The OHCHR said purchasing and holding shares of an investee company constitutes a “business relationship” between a financial institution (FI) and an investee company under the Guiding Principles. It challenged the argument that banks hold little or no responsibility when its clients are the beneficial owner of the shares.

It advised FI’s to use a “two-pronged approach” to identify human right risks in nominee shareholding. This includes an assessment of risks connected to its beneficial owner clients as well as taking due diligence on high-risk investee companies.

Banks that cannot prevent or mitigate its impacts should consider ending the relationship, the OHCHR said.

Alongside this, the OHCHR said that FI’s should formally report how they address severe human right risks, as well as adverse impacts connected to its activities, products, and services.

Ryan Brightwell, human rights campaign coordinator at BankTrack, welcomed the clarification from the OHCHR.
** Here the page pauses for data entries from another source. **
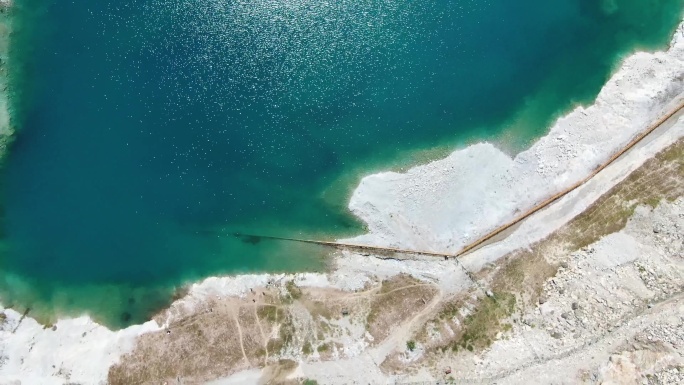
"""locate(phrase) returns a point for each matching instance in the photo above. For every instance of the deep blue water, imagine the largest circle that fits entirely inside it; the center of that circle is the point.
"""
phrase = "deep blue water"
(151, 130)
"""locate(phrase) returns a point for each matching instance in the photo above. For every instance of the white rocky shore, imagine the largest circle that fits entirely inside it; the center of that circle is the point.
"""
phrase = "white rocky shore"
(439, 206)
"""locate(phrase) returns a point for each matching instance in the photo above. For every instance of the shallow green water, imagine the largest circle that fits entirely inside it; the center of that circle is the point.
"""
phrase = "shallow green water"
(151, 131)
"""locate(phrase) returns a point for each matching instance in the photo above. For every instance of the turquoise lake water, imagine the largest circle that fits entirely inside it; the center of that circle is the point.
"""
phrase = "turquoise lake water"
(150, 131)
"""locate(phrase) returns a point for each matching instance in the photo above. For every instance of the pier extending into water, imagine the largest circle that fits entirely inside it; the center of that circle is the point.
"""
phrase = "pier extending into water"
(487, 237)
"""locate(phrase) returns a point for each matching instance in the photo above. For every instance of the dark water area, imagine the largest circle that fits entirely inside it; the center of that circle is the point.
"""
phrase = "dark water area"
(151, 131)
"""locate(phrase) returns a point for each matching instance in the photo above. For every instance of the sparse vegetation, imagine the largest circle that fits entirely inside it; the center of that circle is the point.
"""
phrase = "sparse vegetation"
(293, 291)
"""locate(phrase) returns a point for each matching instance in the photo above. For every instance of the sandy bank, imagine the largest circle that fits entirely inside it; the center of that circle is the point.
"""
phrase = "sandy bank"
(439, 206)
(446, 204)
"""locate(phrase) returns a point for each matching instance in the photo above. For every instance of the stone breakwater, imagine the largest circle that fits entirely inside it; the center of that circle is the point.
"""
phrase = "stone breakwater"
(6, 129)
(449, 203)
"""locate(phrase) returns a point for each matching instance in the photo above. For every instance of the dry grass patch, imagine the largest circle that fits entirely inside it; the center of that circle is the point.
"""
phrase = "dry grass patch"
(399, 298)
(198, 349)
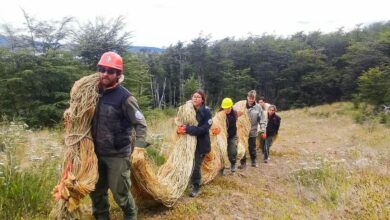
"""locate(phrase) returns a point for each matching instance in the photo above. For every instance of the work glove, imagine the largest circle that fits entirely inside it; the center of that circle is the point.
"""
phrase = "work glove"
(181, 129)
(215, 131)
(263, 136)
(138, 154)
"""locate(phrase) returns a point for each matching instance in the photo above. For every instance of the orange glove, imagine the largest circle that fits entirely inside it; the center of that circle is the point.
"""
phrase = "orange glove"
(181, 129)
(215, 131)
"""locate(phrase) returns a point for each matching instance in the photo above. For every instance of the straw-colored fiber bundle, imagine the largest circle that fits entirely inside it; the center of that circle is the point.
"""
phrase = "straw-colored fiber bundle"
(172, 177)
(79, 174)
(243, 128)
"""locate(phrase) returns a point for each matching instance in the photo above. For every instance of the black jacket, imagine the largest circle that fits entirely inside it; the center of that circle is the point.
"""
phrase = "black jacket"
(203, 116)
(273, 125)
(117, 113)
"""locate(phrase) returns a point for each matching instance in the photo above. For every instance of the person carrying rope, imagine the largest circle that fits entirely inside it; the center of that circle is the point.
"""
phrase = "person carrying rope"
(272, 129)
(203, 145)
(117, 113)
(231, 124)
(257, 127)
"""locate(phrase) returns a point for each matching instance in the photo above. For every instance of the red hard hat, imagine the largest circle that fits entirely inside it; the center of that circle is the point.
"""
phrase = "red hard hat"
(111, 59)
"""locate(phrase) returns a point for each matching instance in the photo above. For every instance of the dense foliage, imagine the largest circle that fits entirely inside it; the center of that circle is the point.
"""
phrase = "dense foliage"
(38, 67)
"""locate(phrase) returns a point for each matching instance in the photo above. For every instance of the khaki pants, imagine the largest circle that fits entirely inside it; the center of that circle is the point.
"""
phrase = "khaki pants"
(114, 174)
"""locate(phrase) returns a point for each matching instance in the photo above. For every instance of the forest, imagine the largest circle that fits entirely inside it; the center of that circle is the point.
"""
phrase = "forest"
(40, 61)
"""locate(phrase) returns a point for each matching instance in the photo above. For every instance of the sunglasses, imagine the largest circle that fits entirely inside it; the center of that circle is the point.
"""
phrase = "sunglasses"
(109, 71)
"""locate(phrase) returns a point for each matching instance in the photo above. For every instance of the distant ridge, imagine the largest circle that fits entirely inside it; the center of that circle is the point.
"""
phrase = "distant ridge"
(137, 49)
(3, 40)
(133, 49)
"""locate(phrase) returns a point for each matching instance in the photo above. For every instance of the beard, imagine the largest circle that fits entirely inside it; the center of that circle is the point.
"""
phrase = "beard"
(108, 82)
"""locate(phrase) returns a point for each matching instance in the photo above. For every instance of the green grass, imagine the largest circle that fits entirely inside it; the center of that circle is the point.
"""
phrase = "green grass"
(26, 193)
(23, 192)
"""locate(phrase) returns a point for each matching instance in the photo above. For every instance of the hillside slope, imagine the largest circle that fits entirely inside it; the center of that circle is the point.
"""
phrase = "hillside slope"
(323, 166)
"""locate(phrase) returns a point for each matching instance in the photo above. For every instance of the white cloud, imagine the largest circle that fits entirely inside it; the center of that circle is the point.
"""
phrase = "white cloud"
(164, 22)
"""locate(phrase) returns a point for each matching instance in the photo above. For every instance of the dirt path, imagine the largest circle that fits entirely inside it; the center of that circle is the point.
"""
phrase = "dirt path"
(271, 191)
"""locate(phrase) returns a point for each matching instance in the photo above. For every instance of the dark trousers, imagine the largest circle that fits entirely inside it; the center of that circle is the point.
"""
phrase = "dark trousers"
(266, 146)
(252, 150)
(196, 174)
(114, 174)
(232, 149)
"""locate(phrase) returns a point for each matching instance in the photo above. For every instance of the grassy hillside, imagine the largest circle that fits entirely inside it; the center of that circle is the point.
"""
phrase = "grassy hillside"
(323, 166)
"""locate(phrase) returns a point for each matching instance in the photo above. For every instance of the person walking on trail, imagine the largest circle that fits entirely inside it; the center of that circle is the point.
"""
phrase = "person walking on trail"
(231, 124)
(272, 129)
(203, 145)
(117, 113)
(257, 127)
(264, 106)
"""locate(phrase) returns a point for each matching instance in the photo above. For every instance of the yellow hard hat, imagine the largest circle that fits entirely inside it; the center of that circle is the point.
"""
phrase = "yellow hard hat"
(227, 103)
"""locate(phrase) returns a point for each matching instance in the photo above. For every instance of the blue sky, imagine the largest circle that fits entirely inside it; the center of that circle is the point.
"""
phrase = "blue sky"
(161, 23)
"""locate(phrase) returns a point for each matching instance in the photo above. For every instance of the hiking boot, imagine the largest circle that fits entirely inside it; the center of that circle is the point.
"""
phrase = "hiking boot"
(233, 168)
(242, 166)
(195, 191)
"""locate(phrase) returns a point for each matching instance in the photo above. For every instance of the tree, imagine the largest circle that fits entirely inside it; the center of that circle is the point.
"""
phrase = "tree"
(374, 86)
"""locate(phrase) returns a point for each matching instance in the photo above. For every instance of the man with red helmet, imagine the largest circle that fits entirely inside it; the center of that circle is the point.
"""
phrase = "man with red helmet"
(117, 113)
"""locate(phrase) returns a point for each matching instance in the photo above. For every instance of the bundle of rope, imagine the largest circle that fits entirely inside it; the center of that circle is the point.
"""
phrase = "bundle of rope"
(79, 171)
(214, 160)
(243, 128)
(172, 177)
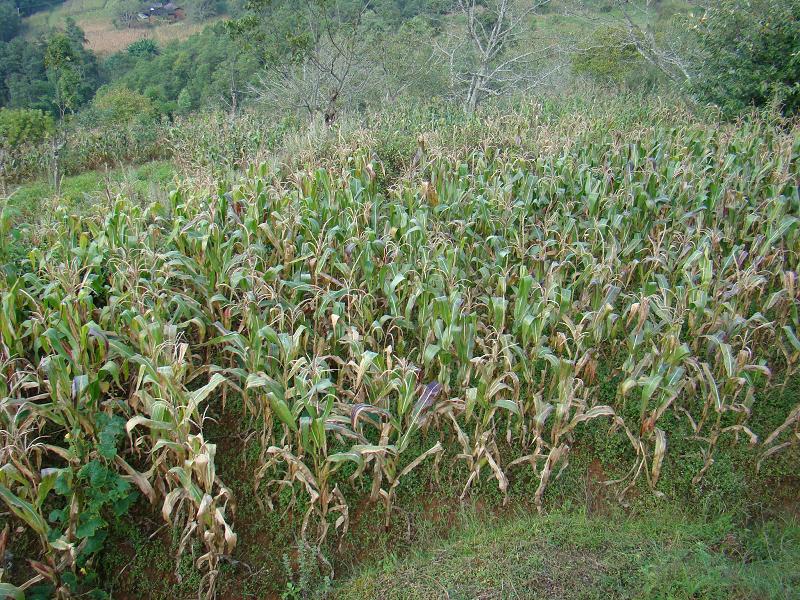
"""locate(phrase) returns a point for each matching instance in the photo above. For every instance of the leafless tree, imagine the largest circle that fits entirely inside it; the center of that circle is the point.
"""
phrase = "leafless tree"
(331, 68)
(489, 58)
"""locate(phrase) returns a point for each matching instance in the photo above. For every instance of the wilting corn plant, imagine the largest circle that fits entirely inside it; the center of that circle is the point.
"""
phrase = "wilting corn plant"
(479, 298)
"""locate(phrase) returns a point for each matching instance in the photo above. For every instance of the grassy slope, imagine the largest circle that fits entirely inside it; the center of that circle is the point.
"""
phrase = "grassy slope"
(95, 18)
(663, 554)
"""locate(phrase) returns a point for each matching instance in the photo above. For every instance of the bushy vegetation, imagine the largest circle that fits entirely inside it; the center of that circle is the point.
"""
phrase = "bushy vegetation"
(289, 295)
(484, 297)
(749, 54)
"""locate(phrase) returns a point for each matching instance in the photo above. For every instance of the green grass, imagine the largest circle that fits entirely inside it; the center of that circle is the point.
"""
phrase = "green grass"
(664, 554)
(79, 193)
“The UBS case is not the first-time banks have attempted to avoid their responsibilities where they act as custodians of shares in companies with damaging impacts. This issue comes up time and again, and the argument from banks that they have no relationship with the companies concerned flies in the face of common sense,” he said.

“We hope it will be influential in ensuring banks extend their environmental and human rights due diligence to include custodian shareholdings.”

Joseph Wilde-Ramsing, senior advisor to OECD Watch, said that the clarification also highlighted the need for a “thorough discussion” within the OECD on passive investments and due diligence.

The latest development comes after the UN recently highlighted short-termism hinders human rights efforts.